В самый разгар веселья раздался шум крыльев, и небо закрыли огромные птицы, которые держали в клювах веревки с привязанными к ним корзинами. Сидевшие в корзинах солдаты швыряли вниз пакеты с усыпляющим порошком, лопавшиеся при ударе о землю.

Вскоре город наполнился храпом, постаныванием и причмокиванием спящих, и тогда на улицах появились подразделения генерала Плиски, покинувшие по причине народного восстания летние лагеря. Солдаты в защитных масках вязали бесчувственных людей, обшаривали дома, подвалы, выводя наружу перепуганных жителей.

Генерал арестовывал всех без разбору, унести ноги удалось лишь маленькой группе повстанцев, среди которых были Буржик, Хлевий и Шалалиха.

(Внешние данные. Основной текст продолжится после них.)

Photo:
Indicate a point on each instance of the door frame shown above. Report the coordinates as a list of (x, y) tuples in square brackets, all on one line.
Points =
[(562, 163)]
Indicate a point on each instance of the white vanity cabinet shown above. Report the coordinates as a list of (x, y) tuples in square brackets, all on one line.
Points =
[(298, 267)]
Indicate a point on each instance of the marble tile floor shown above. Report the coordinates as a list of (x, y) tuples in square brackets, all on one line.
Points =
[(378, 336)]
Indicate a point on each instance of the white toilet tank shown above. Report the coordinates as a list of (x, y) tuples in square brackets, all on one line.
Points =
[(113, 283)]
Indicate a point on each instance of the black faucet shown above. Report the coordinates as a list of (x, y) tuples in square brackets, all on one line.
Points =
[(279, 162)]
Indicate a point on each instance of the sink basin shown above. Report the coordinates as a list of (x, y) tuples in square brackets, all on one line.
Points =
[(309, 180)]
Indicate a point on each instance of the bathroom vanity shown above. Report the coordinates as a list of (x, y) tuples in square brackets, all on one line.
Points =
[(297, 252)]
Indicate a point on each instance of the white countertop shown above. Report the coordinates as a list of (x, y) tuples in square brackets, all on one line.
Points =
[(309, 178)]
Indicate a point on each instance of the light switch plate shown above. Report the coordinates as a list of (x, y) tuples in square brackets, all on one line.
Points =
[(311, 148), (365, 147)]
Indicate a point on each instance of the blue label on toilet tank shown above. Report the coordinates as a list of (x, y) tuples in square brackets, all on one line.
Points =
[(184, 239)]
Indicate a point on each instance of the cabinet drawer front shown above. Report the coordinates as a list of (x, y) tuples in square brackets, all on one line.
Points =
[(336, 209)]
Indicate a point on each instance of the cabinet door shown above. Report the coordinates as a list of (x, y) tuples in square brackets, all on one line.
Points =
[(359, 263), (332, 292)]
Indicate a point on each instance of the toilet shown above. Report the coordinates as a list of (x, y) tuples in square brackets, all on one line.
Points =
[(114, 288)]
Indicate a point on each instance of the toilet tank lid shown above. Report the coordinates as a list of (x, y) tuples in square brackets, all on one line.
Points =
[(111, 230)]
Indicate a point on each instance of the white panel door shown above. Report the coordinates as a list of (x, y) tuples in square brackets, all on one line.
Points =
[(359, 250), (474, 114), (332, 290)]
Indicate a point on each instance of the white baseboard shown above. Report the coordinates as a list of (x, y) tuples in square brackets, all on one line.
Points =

Их спасло чутье Хлевия на грядущие неприятности. Именно его внутренний голос сказал: «Хлевий, пора. Сейчас начнется». Оно и началось, однако Хлевий и те немногие, кто ему поверил, были уже далеко.

В старом городе, где на случай провала революции хранились запасы оружия, воды и пищи, уже находилась компания неизвестных. Неизвестных было пятеро, они были навеселе, в одних трусах. В трусах они были потому, что обливали друг друга водой из ревзапасов, а их одежда, форма армии Плиски, была сложена аккуратными стопками. Рядом с формой лежало оружие, а чуть поодаль валялся связанный по рукам и ногам квадрапет, который, похоже, был мертвецки пьян.

О том, какие это были вояки, говорил тот факт, что когда повстанцы неожиданно выскочили из-за укрытия и направили на гуляк свои арбалеты, те так драпанули, так засверкали пятками, что даже забыли представиться.

Повстанцы разобрали форму. Хлевий оказался капитаном, Буржик — лейтенантом, другие трое — сержантами, а Шалалихе и еще двум революционерам форма, увы, не досталась.

Оружие вояк — мечи, арбалеты, пики — также очень пригодилось, поскольку было современнее интендантовского и более подходило к форме.

Когда они, спрятав понадежнее пищу, воду и оружие, собрались уходить, квадрапет вдруг замычал во сне и пробормотал что-то неразборчивое.

— Сдохнет ведь, паразит, — сказал Хлевий и разрезал веревки, намотанные на синюшного.

Тот вновь пробормотал что-то неразборчивое и заснул, оглушительно храпя.

Повстанцы углубились в лес, обходя стороной замок мини-Буало.

— Не узнаю тебя, Хлевий, — заметил идущий вслед за Хлевием Буржик. — Пожалеть квадрапета — это скорее в духе Фриандра, но и тот не стал бы его освобождать.

— Сам себе удивляюсь, — ответил Хлевий. — Пришло вдруг в голову, что если все тебя называют сволочью, то ты обязательно этой самой сволочью станешь. Не может же быть, чтобы они рождались сразу сволочами.

— Стареешь, Хлевий, — сказал Буржик. — От того, что ты пожалел каннибала, тот не перестанет быть каннибалом. Или ты думаешь, что в знак признательности он тебя сожрет деликатно, безболезненно?

— Порой нужно кого-нибудь и пожалеть, — отозвался Хлевий. — Чтобы самому не стать сволочью.

— Эвон как сволочатся-то, — потихоньку сказал один повстанец другому. — Значит, дела неважнецкие.

Второй повстанец в ответ только рукой махнул.

Шалалиха, подняв глаза к небесам, что-то прошептала и перекрестилась.

— Слышь, Шалалиха, — обратился к ней повстанец. — Шла бы ты домой, замок-то рядом.

— Верно, Шалалиха, иди домой, — сказал Хлевий. — Не женское это дело — воевать.

— Нет, нет, — испугавшись, ответила Шалалиха. — Я с вами. Можно?